The language of objects

What do things reveal about a society and its history? What knowledge is contained in objects that were created and used within a specific cultural context? Within the framework of the Federal Ministry of Education and Research (BMBF) funding programme "The Language of Objects – Material Culture in the Context of Societal Developments" researchers are investigating these questions.

Menschen in einem Museums-Foyer; © Barbara Frommann

Barbara Frommann

Research can decode the "language" of objects and transform them into sources that show not only how and why societies make things, but also how these societies are organized. Interdisciplinary research often focuses on items contained in museums and collections. However, objects and artefacts from the everyday world surrounding us also play a role.
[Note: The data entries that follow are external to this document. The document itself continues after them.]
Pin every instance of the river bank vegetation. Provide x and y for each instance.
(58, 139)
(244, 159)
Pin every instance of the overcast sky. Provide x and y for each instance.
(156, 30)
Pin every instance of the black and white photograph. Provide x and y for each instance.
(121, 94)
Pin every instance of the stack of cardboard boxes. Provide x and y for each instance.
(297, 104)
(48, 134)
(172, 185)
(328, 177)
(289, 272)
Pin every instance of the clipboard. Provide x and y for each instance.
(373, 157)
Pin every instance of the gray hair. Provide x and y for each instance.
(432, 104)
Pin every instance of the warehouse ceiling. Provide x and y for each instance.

Researchers reveal the wealth of knowledge embodied in cultural heritage objects, as well as the numerous scientific and societal uses which lie concealed within them.

Following the successful funding of 24 interdisciplinary collaborative research projects under the 2012 and 2013 funding programmes, Sprache der Objekte“ (Language of Objects) was re-published in 2017. In total, the BMBF has invested a good €50 million in research into and preservation of the cultural heritage in the Federal Republic of Germany in the three "Language of Objects" funding programmes. Since the middle of 2018, 27 collaborative projects have been deciphering the language of objects.

Here is just one of many good examples of the language of objects: Over the course of the industrial age, meat has gone from being a symbol of progress and a high standard of living to a marker of poor diet, environmental destruction and the suffering of animals. The project "Fleischwissen: Verdinglichung des Lebendigen: Fleisch als Kulturgut" (Meat knowledge: Reification of the Living: Meat as a Cultural Asset) shows how, in this context, animals become food. Consideration is also given to (historical) instruments and places where cutting, preparation and consumption take place. In this way, it is possible to understand how meat becomes a bearer of cultural significance and how objects function as reservoirs of knowledge.